No Data at Coordinates (404)

Symptom: You receive a 404 Not Found response for valid coordinates.

This is expected behavior, not an error. A 404 means the coordinates do not fall within any recognized country or subdivision boundary. Common locations that return 404:

  • Oceans and seas (e.g., 0.0, 0.0 is in the Gulf of Guinea)
  • Antarctica (e.g., -85.0, 0.0)
  • Disputed territories that are not assigned to any country in the dataset

Fix: Handle 404 as a valid "no result" case in your application logic, not as an error:

if (response.status === 404) {
// Coordinates are not within any known boundary
// This is expected for ocean, Antarctica, etc.
return null;
}

Common Integration Mistakes

Swapping Latitude and Longitude

The API expects latitude,longitude order (matching standard geographic convention). If you get unexpected results, check that you have not reversed them. A quick test: latitude for most populated areas is between -60 and 70, while longitude spans -180 to 180.

Using the Wrong Country Code Format

The Point-in-Area country check requires ISO 3166-1 alpha-3 codes (e.g., USA for United States, BRA for Brazil). Subdivision checks use ISO 3166-2 codes (e.g., US-NY).

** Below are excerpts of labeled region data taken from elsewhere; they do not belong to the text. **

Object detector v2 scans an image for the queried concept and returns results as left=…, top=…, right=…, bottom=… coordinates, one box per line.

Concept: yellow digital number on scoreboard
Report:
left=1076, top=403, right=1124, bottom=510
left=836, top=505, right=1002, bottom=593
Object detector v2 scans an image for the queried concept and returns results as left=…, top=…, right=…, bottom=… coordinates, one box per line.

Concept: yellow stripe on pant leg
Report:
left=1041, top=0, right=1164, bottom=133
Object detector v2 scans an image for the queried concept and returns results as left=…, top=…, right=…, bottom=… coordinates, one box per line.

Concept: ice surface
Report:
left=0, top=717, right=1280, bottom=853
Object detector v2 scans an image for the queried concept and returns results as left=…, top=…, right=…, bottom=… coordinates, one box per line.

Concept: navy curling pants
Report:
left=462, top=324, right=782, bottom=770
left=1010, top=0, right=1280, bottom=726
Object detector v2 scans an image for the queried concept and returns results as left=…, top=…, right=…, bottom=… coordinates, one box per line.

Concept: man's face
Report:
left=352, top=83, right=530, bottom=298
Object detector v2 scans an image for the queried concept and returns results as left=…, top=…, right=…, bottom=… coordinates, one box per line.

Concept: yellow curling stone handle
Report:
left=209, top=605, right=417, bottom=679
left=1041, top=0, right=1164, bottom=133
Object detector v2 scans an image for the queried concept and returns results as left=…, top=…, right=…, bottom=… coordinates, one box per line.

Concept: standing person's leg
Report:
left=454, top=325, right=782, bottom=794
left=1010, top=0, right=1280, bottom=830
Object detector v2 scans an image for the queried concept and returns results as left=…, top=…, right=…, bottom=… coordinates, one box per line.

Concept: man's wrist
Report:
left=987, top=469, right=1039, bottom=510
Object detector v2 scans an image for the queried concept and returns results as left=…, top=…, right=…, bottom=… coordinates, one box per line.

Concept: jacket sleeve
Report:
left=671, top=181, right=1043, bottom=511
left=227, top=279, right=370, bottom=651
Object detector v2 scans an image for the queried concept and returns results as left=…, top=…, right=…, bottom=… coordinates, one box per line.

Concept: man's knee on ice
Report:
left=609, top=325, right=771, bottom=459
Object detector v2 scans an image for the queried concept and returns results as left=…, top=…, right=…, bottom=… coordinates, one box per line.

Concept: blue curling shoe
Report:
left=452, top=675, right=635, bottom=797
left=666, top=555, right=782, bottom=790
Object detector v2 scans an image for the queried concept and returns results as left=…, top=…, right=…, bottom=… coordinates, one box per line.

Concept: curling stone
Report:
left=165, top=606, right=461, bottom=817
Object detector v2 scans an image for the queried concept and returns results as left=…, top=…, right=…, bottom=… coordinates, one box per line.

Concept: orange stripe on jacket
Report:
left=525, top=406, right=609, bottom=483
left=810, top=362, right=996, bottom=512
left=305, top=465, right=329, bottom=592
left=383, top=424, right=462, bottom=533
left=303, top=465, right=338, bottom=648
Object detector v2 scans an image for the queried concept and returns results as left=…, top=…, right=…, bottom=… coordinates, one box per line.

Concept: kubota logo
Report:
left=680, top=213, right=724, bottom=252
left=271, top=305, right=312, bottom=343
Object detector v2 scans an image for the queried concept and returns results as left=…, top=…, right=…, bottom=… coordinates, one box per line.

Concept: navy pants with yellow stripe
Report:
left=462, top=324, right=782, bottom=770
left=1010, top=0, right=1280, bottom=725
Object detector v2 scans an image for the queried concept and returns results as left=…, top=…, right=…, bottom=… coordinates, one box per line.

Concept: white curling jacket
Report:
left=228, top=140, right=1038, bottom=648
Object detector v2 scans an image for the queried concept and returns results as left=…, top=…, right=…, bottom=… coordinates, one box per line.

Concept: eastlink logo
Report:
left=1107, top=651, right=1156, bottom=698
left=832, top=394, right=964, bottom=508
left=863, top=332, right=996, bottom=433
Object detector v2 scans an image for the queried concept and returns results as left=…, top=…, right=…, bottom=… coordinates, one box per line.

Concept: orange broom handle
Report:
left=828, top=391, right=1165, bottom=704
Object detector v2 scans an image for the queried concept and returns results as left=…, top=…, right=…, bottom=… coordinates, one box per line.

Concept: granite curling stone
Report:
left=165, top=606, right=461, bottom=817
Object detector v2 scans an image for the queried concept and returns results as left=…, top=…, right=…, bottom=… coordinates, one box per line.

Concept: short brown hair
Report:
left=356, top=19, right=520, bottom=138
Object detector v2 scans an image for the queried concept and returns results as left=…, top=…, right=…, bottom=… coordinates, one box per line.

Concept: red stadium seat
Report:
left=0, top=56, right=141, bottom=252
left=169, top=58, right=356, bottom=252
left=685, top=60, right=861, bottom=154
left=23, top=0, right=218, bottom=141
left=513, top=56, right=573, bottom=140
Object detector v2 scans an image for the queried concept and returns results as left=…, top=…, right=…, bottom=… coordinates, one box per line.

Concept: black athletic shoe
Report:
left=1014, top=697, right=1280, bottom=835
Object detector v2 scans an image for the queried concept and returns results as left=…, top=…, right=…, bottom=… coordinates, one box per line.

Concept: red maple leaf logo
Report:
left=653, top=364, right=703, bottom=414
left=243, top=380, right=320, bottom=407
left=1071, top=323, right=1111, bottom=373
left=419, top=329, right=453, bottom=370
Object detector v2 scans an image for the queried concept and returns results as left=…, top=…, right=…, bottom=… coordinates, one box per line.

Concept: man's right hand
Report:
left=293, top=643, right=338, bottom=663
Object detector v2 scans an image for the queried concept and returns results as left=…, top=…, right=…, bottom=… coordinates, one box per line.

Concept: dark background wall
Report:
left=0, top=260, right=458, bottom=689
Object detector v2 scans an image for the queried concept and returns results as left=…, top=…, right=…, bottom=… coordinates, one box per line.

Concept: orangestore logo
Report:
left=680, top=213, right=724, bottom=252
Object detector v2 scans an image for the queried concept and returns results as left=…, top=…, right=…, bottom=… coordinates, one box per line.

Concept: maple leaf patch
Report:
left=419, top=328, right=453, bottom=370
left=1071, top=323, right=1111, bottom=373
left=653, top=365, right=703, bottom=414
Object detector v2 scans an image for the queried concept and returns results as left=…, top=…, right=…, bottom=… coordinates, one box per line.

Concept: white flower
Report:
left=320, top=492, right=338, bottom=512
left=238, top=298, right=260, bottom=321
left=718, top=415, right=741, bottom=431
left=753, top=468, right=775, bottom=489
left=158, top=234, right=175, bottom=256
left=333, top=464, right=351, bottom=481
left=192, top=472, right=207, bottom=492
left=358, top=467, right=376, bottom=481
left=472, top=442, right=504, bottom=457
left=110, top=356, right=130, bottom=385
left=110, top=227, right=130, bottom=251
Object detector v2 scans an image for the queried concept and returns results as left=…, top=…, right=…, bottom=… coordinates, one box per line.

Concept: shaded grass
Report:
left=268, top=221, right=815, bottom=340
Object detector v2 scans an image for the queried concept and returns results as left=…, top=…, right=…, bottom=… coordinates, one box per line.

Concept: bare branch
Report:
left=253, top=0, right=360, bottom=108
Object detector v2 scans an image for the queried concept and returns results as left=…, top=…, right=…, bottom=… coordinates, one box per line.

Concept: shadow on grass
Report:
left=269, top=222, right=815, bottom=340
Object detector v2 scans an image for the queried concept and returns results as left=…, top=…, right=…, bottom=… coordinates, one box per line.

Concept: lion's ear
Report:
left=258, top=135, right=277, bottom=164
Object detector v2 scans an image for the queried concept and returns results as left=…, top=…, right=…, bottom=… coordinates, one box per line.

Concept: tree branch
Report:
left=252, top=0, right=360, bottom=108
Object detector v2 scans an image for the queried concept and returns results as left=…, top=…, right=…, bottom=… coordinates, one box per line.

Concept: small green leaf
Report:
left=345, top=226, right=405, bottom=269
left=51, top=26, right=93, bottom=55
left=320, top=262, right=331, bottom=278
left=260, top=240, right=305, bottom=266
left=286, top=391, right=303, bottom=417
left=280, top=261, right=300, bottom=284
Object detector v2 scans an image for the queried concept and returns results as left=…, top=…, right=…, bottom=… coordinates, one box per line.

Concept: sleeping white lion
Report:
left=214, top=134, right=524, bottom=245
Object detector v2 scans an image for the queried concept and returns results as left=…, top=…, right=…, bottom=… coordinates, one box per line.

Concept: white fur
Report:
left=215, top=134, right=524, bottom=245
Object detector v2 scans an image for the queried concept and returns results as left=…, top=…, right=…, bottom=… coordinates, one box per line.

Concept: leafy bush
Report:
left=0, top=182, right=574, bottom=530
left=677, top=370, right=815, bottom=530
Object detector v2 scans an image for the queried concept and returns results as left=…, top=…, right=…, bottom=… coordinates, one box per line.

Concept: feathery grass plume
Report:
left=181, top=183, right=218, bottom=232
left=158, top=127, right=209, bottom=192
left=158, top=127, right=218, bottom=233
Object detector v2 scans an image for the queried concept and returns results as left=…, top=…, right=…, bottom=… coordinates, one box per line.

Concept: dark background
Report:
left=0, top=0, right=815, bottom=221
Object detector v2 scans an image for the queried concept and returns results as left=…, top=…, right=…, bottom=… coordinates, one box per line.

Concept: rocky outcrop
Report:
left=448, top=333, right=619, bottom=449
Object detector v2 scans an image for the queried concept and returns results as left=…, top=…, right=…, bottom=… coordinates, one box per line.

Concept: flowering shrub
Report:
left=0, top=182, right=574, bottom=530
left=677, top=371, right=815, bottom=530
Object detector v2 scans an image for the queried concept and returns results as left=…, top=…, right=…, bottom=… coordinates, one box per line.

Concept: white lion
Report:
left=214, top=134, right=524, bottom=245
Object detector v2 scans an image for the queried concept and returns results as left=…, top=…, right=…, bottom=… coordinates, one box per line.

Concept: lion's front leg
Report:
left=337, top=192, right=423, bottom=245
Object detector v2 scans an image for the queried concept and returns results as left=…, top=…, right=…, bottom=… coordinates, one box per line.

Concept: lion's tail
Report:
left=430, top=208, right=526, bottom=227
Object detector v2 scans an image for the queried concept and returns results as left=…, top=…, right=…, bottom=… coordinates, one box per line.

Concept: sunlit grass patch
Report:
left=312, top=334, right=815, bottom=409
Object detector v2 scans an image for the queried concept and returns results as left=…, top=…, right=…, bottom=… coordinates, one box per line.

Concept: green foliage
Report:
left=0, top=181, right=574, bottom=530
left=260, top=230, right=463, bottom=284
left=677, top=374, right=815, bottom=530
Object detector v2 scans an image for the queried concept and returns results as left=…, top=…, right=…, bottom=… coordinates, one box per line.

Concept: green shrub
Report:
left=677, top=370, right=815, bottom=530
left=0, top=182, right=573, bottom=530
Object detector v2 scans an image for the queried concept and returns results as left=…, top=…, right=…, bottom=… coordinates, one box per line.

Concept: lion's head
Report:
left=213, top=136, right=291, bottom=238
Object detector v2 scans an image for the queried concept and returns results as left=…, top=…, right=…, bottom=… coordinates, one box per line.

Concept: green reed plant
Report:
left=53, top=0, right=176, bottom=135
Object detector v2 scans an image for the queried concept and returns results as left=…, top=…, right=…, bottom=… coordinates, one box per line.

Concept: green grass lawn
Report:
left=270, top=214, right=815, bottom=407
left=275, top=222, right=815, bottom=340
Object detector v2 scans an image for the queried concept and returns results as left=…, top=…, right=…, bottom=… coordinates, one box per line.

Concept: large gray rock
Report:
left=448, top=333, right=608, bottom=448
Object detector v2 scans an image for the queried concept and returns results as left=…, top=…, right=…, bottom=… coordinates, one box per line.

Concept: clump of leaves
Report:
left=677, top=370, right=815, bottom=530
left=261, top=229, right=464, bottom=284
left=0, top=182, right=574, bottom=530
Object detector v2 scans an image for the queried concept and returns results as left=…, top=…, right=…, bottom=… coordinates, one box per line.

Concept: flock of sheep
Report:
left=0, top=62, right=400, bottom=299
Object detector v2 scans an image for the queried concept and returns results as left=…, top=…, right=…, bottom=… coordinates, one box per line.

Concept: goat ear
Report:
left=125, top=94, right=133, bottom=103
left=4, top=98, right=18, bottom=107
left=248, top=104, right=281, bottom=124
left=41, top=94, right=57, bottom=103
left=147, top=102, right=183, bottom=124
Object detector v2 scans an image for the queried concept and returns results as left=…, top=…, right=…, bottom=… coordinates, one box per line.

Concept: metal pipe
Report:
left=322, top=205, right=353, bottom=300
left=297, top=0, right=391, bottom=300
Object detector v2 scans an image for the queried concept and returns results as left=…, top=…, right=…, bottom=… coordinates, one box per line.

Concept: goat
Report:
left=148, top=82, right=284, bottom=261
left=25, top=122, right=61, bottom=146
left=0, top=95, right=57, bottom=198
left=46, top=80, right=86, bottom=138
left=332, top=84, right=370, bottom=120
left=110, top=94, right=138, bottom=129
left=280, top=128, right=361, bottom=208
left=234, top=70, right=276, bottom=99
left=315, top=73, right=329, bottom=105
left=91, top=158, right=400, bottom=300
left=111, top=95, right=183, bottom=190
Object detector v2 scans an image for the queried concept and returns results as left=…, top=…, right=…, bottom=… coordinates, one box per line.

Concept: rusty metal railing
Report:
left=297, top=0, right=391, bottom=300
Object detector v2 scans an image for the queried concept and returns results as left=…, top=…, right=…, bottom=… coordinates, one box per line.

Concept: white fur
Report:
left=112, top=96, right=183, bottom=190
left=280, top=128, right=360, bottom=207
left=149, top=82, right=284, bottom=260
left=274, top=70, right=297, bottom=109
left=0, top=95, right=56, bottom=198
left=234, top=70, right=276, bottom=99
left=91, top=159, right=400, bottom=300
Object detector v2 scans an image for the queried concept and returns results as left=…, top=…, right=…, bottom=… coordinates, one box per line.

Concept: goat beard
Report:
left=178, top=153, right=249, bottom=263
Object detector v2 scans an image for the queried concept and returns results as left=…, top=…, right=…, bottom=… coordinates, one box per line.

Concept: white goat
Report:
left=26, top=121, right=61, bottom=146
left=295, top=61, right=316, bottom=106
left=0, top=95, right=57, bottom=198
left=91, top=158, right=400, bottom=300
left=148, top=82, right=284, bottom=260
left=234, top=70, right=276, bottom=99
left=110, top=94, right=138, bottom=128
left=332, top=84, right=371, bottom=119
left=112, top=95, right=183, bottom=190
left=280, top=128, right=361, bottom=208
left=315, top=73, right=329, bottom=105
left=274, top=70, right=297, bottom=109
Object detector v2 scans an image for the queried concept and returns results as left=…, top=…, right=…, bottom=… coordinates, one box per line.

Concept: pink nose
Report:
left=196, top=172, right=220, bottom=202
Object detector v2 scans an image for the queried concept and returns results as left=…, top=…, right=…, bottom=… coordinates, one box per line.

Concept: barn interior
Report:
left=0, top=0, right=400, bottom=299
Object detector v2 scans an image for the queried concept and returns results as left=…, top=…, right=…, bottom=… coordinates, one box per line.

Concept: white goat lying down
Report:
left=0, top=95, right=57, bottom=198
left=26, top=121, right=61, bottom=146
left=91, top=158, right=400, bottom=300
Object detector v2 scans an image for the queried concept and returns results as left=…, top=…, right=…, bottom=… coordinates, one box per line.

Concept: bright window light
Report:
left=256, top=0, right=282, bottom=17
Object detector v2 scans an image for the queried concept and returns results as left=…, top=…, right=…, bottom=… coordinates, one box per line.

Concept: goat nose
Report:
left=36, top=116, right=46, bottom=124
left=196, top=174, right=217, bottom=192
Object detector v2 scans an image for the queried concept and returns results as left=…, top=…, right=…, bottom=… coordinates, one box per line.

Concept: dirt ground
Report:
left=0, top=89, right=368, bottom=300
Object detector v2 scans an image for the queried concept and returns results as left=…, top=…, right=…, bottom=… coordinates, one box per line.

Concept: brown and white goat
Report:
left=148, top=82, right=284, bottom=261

Not Handling Plain-Text Responses

The country and subdivision lookup endpoints return plain strings (e.g., "USA", "US-NY"), not JSON objects. Use response.text() in JavaScript or response.text in Python:

// Correct
const country = await response.text(); // "USA"

// Incorrect -will include quotes
const country = await response.json(); // USA (without quotes, but type is string)

Forgetting to URL-Encode Subdivision Codes

Subdivision codes like US-NY contain a hyphen, which is safe in URL paths. However, if you are passing them via query parameters in other contexts, ensure proper URL encoding.